Former Doctor Who star Peter Capaldi is all set to helm a comedy-drama pilot for Sky Studios about a mother who adopts five children. According to Deadline, a US-based news outlet, Capaldi will helm They F**k You Up, which is based on Sarah Naish's novel But He Looks So Normal: A Bad-Tempered Parenting Guide for Adoptive Parents and Foster Parents. The non-broadcast pilot will be produced by Tod Productions, the STV Studios-backed firm established by Vera producer Elaine Collins, and Sky Studios, and will go into production early in 2019. James Gunn Teases a Suicide Squad Project With Photo of Peter Capaldi's The Thinker, Says He Has 'Big Plans'.

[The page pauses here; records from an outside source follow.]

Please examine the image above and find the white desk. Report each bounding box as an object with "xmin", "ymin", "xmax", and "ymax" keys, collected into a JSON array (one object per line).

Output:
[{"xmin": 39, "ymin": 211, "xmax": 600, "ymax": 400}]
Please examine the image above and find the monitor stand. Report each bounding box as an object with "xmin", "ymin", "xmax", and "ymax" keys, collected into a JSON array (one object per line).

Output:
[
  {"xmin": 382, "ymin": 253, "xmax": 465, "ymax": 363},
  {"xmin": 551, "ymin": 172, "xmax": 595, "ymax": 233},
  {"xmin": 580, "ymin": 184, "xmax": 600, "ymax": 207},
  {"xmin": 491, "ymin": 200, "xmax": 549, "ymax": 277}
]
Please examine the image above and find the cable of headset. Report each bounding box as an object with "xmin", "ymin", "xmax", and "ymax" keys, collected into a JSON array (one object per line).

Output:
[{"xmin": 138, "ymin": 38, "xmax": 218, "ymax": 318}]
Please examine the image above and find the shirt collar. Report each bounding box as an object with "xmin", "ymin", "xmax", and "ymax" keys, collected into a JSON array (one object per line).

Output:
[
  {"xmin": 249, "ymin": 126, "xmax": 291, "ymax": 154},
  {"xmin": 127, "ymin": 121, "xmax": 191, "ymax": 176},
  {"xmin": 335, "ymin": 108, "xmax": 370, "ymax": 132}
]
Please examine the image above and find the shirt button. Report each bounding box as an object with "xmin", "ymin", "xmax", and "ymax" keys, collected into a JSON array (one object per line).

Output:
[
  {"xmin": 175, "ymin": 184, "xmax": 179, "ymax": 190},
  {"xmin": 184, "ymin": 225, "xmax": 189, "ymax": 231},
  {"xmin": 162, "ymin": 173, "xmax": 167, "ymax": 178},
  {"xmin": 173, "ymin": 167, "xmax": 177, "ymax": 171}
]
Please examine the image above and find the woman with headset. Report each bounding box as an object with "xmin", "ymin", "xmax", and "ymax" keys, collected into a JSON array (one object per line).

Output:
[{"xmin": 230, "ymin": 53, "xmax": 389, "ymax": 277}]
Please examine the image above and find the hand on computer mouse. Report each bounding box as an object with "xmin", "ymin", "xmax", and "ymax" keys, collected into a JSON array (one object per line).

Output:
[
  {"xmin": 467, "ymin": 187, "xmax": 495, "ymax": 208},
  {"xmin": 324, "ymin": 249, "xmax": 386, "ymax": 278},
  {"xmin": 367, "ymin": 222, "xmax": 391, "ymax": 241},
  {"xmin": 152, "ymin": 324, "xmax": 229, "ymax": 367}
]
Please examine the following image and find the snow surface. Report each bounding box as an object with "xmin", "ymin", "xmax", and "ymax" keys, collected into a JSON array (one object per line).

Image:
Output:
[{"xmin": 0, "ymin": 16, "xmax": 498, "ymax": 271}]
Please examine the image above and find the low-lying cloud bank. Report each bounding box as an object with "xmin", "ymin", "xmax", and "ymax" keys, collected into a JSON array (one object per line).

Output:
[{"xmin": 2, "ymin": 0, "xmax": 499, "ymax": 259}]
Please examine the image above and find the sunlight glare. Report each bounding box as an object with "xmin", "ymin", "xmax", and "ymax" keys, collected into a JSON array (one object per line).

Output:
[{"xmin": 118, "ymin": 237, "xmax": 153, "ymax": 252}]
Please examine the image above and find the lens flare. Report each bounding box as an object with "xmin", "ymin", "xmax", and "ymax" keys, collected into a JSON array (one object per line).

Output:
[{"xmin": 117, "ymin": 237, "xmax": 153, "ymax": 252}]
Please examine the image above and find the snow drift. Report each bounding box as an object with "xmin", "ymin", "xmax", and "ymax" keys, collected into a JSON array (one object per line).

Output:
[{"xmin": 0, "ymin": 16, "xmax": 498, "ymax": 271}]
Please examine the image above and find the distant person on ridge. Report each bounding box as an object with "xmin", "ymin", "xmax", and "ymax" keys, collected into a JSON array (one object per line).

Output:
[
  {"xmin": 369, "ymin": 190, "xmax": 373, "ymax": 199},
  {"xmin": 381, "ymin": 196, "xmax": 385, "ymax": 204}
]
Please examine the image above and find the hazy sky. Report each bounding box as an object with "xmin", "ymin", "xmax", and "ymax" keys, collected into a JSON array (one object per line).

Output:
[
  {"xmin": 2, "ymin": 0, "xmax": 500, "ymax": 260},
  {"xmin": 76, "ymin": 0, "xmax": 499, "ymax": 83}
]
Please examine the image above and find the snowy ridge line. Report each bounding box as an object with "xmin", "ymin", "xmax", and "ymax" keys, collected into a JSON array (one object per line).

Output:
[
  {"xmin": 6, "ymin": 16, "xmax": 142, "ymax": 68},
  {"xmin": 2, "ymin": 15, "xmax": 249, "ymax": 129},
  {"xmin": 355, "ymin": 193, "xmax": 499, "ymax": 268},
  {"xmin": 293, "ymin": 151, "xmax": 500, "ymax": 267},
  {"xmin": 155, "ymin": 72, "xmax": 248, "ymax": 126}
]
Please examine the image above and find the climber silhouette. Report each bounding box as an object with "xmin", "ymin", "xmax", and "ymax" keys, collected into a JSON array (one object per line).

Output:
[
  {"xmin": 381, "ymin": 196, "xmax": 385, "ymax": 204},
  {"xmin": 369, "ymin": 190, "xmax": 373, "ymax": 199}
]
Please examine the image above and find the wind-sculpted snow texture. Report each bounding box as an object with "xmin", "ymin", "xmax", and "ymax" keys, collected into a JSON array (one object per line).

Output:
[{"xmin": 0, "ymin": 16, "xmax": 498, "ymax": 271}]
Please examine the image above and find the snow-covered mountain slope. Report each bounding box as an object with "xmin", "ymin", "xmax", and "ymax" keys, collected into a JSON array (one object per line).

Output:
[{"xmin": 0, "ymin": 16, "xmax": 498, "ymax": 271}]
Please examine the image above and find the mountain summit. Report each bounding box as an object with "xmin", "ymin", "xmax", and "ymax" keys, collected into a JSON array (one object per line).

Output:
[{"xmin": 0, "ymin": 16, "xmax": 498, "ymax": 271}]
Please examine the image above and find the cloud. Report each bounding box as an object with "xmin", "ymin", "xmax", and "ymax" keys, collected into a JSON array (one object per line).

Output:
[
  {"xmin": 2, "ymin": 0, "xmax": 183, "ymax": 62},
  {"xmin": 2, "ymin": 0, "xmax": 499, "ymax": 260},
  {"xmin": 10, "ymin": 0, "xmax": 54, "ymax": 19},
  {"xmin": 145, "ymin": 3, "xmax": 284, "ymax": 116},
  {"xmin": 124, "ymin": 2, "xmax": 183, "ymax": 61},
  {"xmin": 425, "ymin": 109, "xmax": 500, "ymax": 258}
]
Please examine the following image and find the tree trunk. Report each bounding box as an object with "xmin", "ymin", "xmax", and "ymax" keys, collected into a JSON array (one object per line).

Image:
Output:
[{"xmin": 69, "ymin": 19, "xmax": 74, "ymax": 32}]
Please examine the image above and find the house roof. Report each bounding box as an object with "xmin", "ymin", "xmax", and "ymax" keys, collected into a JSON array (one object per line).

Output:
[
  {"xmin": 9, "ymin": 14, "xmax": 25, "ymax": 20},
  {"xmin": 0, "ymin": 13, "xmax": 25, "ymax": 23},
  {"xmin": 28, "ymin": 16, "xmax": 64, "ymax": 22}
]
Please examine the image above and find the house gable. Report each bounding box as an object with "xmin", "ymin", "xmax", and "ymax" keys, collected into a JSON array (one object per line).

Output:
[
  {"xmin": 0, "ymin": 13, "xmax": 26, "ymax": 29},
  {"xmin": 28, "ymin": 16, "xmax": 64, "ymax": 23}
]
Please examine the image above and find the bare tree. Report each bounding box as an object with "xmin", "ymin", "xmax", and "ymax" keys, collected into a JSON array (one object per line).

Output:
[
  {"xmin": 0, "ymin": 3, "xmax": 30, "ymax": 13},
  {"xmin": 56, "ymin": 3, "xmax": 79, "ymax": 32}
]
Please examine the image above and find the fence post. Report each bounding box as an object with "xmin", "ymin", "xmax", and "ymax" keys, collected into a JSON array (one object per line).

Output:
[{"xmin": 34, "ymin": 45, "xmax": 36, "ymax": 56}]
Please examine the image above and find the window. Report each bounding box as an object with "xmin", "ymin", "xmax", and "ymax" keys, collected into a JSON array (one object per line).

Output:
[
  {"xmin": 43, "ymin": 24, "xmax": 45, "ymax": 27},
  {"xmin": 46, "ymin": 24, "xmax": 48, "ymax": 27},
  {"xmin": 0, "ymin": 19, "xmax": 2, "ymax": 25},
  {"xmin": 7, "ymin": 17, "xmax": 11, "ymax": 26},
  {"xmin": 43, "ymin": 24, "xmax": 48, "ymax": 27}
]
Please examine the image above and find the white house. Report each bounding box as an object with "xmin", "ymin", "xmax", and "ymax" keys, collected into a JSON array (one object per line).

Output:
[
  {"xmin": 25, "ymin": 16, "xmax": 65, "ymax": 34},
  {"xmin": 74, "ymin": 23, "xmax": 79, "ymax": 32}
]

The project was initially created for the BBC. Thomas Eccleshare, whose first drama Witness Number Three premiered this year on Channel 5, a UK broadcaster owned by Paramount, is the author of the novel They F**k You Up. The Sky Studios production, according to Eccleshare, was a "funny, honest and acerbic" look at parenting. Eccleshare worked with Tod and Capaldi on their upcoming Apple TV+ series Criminal Record.

Naish adopted five kids, and But He Looks So Normal is a self-described sourpuss parenting manual. Eccleshare said that he had been hired to pen two more half-hour episodes, despite the fact that Sky Studios has not yet committed to an entire season. Collins and Anil Gupta, Sky Studios' head of comedy, are the executive producers. Producer Katie Churchill is involved. Did You Know That Peter Capaldi Had Initially Refused to Audition for Doctor Who?

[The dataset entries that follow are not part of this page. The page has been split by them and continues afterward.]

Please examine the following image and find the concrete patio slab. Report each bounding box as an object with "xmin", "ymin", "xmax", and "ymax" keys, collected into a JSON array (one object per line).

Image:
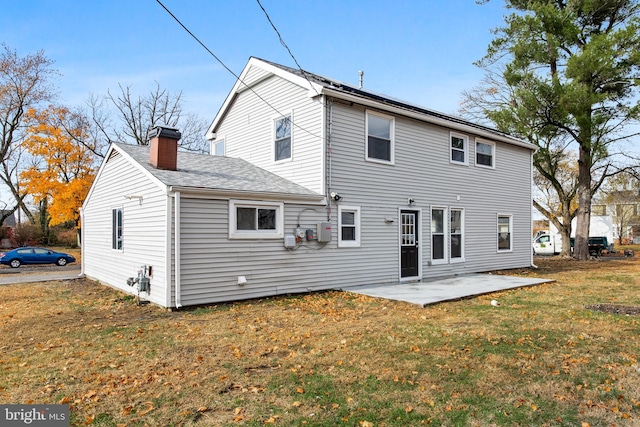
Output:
[{"xmin": 342, "ymin": 274, "xmax": 554, "ymax": 307}]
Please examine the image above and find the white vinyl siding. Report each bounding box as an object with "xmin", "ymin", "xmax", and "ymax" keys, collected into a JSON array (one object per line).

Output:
[
  {"xmin": 213, "ymin": 74, "xmax": 323, "ymax": 194},
  {"xmin": 82, "ymin": 149, "xmax": 169, "ymax": 307}
]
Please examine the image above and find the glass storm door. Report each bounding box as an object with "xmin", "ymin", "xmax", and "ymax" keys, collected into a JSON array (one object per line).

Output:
[{"xmin": 400, "ymin": 210, "xmax": 419, "ymax": 278}]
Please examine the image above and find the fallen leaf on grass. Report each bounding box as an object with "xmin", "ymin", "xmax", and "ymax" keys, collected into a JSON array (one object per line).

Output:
[
  {"xmin": 138, "ymin": 402, "xmax": 154, "ymax": 416},
  {"xmin": 359, "ymin": 421, "xmax": 374, "ymax": 427},
  {"xmin": 292, "ymin": 401, "xmax": 302, "ymax": 407}
]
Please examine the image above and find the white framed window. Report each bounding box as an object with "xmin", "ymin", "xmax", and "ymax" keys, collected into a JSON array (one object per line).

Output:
[
  {"xmin": 211, "ymin": 138, "xmax": 225, "ymax": 156},
  {"xmin": 338, "ymin": 206, "xmax": 361, "ymax": 248},
  {"xmin": 476, "ymin": 139, "xmax": 495, "ymax": 168},
  {"xmin": 366, "ymin": 110, "xmax": 394, "ymax": 164},
  {"xmin": 274, "ymin": 114, "xmax": 292, "ymax": 162},
  {"xmin": 450, "ymin": 208, "xmax": 465, "ymax": 262},
  {"xmin": 450, "ymin": 132, "xmax": 468, "ymax": 165},
  {"xmin": 497, "ymin": 214, "xmax": 512, "ymax": 252},
  {"xmin": 431, "ymin": 207, "xmax": 447, "ymax": 264},
  {"xmin": 229, "ymin": 200, "xmax": 284, "ymax": 239},
  {"xmin": 112, "ymin": 207, "xmax": 123, "ymax": 250}
]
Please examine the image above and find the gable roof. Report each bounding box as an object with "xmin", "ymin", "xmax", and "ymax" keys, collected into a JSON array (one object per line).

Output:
[
  {"xmin": 207, "ymin": 57, "xmax": 536, "ymax": 151},
  {"xmin": 93, "ymin": 143, "xmax": 322, "ymax": 201}
]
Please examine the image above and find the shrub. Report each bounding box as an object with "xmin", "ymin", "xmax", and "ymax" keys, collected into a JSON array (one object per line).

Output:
[
  {"xmin": 11, "ymin": 223, "xmax": 43, "ymax": 247},
  {"xmin": 55, "ymin": 228, "xmax": 79, "ymax": 248}
]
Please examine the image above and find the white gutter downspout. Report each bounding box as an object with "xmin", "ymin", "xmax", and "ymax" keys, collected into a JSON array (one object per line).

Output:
[
  {"xmin": 174, "ymin": 191, "xmax": 182, "ymax": 308},
  {"xmin": 530, "ymin": 151, "xmax": 538, "ymax": 269},
  {"xmin": 79, "ymin": 207, "xmax": 85, "ymax": 276}
]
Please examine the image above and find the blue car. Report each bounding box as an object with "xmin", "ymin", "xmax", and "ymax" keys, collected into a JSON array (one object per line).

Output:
[{"xmin": 0, "ymin": 247, "xmax": 76, "ymax": 268}]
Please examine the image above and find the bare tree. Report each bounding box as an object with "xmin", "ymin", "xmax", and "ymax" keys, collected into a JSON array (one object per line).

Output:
[
  {"xmin": 0, "ymin": 45, "xmax": 58, "ymax": 224},
  {"xmin": 88, "ymin": 82, "xmax": 209, "ymax": 157}
]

Capaldi is most recognised for his work as an actor, but he has also directed in the past, most notably on the BAFTA-winning BBC satire about the health care system, Getting On. Collins, his wife, is his wife. In an effort to discover hits to succeed Chernobyl and Gangs of London, Sky Studios is producing more pilots. According to Deadline, Schtum, a second series that Eccleshare is creating for Sky.

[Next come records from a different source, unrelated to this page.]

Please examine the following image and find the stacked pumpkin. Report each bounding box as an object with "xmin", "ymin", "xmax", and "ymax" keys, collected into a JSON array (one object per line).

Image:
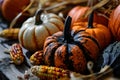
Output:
[
  {"xmin": 1, "ymin": 1, "xmax": 120, "ymax": 79},
  {"xmin": 1, "ymin": 3, "xmax": 112, "ymax": 74},
  {"xmin": 39, "ymin": 10, "xmax": 111, "ymax": 74},
  {"xmin": 71, "ymin": 12, "xmax": 111, "ymax": 50},
  {"xmin": 13, "ymin": 3, "xmax": 120, "ymax": 76}
]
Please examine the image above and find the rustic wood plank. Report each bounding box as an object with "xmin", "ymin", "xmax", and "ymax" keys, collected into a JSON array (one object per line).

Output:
[
  {"xmin": 0, "ymin": 42, "xmax": 24, "ymax": 79},
  {"xmin": 0, "ymin": 41, "xmax": 39, "ymax": 80},
  {"xmin": 0, "ymin": 37, "xmax": 38, "ymax": 80},
  {"xmin": 0, "ymin": 11, "xmax": 40, "ymax": 80}
]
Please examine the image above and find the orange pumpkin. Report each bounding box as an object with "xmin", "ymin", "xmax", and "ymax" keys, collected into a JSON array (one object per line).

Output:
[
  {"xmin": 108, "ymin": 5, "xmax": 120, "ymax": 41},
  {"xmin": 68, "ymin": 6, "xmax": 89, "ymax": 25},
  {"xmin": 1, "ymin": 0, "xmax": 30, "ymax": 22},
  {"xmin": 72, "ymin": 11, "xmax": 111, "ymax": 50},
  {"xmin": 43, "ymin": 16, "xmax": 100, "ymax": 74},
  {"xmin": 68, "ymin": 6, "xmax": 108, "ymax": 27}
]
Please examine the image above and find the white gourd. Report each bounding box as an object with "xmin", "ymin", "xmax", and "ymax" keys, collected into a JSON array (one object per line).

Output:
[{"xmin": 19, "ymin": 10, "xmax": 64, "ymax": 51}]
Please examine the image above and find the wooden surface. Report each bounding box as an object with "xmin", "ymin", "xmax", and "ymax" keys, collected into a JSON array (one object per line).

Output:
[
  {"xmin": 0, "ymin": 13, "xmax": 39, "ymax": 80},
  {"xmin": 0, "ymin": 35, "xmax": 41, "ymax": 80},
  {"xmin": 0, "ymin": 38, "xmax": 38, "ymax": 80}
]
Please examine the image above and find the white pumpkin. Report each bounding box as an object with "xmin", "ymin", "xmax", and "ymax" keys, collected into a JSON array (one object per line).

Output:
[{"xmin": 19, "ymin": 10, "xmax": 64, "ymax": 51}]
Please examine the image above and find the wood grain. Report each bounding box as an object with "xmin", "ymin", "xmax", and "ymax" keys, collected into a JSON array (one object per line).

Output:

A Hasidic Jew who belongs to the Shomrim neighbourhood watch organisation in north London and a Black female Metropolitan Police officer make an odd crime-fighting team, according to him, in this "Rush Hour for the 21st century." They both rebel against their own backgrounds to become an exceedingly unusual duo battling crime in a more violent Hackney, Eccleshare claimed. Along with a friend named Tom Joseph, he wrote the script. Monumental Television, led by Alison Owen and Debra Hayward and the producer of Harlots, is where the project is housed.